Sewaktu saya masih di kelas bahasa, di sini kami belajar bahasa Arab dan guru kami waktu itu, Duktur (sebutan untuk guru di universitas) Miftah Fayez, menekankan banyak interaksi antara guru dan murid. Pastinya pakai bahasa Arab agar kami terbiasa. Tapi, mulai awal sampai beberapa waktu mendatang, yang kebanyakan bicara adalah orang Nigeria dan ada satu lagi negara yang saya lupa namanya. Bukannya orang Indonesia tidak diberi kesempatan, tapi banyak orang Indonesia yang takut berbicara. Kemudian, saya menemukan satu hal yang menjadi pertanyaan besar waktu itu, “di kelas ini, ada banyak orang Indonesia (bahkan mayoritas), tapi kenapa hanya dari negara tertentu saja yang berani speak up? Ada gerangan kah?”. Selain itu, saya menemukan banyak orang Indonesia yang bisa dibilang individualis. Padahal, setahu saya, Indonesia itu memiliki ciri khas yang banyak bersosial, kenapa tradisi yang mengakar itu perlahan berubah kan? Artinya, secara tersirat, ada sesuatu yang mengubahnya. Mana mungkin ada sesuatu yang berubah tanpa ada yang mengubahnya kan?

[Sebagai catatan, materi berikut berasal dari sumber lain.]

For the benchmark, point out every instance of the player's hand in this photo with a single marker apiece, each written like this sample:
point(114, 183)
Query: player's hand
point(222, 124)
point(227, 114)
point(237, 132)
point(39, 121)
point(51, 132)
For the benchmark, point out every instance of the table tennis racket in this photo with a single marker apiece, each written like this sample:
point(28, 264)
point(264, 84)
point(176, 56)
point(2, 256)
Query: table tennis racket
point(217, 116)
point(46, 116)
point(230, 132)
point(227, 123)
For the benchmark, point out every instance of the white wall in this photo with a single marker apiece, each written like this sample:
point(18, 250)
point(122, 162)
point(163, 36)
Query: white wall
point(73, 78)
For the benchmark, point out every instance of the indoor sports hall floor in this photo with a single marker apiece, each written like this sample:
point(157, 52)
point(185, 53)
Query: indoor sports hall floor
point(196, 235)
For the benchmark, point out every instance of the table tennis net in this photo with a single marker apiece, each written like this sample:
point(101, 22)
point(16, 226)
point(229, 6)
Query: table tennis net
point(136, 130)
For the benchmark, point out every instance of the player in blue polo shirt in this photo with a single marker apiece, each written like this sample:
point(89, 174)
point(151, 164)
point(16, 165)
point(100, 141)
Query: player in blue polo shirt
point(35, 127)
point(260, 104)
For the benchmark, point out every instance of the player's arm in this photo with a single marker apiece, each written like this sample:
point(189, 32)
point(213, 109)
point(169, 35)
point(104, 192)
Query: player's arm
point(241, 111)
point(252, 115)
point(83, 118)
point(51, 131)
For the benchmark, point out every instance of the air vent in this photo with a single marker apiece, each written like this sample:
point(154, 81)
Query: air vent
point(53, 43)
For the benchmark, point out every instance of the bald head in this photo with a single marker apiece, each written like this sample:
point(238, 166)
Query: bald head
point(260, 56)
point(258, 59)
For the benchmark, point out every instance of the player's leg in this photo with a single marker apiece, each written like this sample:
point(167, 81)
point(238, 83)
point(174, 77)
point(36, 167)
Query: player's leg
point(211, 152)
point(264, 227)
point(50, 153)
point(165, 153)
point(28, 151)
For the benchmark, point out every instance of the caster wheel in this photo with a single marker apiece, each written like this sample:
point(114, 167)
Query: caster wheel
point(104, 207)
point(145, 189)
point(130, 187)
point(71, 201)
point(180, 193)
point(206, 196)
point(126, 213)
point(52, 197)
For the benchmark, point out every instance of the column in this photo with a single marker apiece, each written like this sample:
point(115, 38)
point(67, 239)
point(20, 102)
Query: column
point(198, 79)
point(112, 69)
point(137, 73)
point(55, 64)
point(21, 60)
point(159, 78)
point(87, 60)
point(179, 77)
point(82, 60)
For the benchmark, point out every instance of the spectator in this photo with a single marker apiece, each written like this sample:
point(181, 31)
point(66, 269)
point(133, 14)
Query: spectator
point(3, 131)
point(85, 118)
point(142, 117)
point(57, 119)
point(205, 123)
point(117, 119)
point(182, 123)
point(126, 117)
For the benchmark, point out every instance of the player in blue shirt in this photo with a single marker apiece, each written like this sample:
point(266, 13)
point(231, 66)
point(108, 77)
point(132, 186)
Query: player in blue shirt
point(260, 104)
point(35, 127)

Pada satu waktu, saya mencoba berbicara dengan orang Indonesia. Saya hanya ingin tahu, apakah dia memiliki phobia atau tidak? Ternyata, setelah saya selidiki beberapa orang, kebanyakan dari mereka sebenarnya memiliki jiwa sosial yang baik. Artinya, dari segi potensi bergaul, dia cepat mendapatkan teman. Tapi dia tidak sama sekali terbesit untuk memulai lebih dulu untuk membuka komunikasi. Padahal ada di tempat yang di sekitarnya itu orang-orang yang dia kenal. Bahkan dalam forum diskusi, masih ada beberapa yang takut berbicara, padahal di forum itu adalah orang-orang yang “seharusnya” sudah akrab. Di sini, saya memiliki satu hipotesa “jika sejak awal ketidakterbukaan ini muncul, bagaimana mungkin tiba-tiba saja dia memiliki jiwa sosial yang baik?” Artinya, sebelum dia memiliki ketidakterbukaan, dia orang terbuka awalnya. Itu karena ada indikasi kuat, yakni jiwa sosial yang baik.
Sebelumnya, apa itu bully? Sederhananya, bully adalah perbuatan yang merugikan orang lain yang dilakukan sekali atau berkali-kali dengan sengaja. Dari kata “merugikan” jelas kita tahu ini sudah buruk, ditambah dengan kata “sengaja”. Sudah tahu itu buruk, eh malah dilakukan lagi, bahkan dijadikan tradisi.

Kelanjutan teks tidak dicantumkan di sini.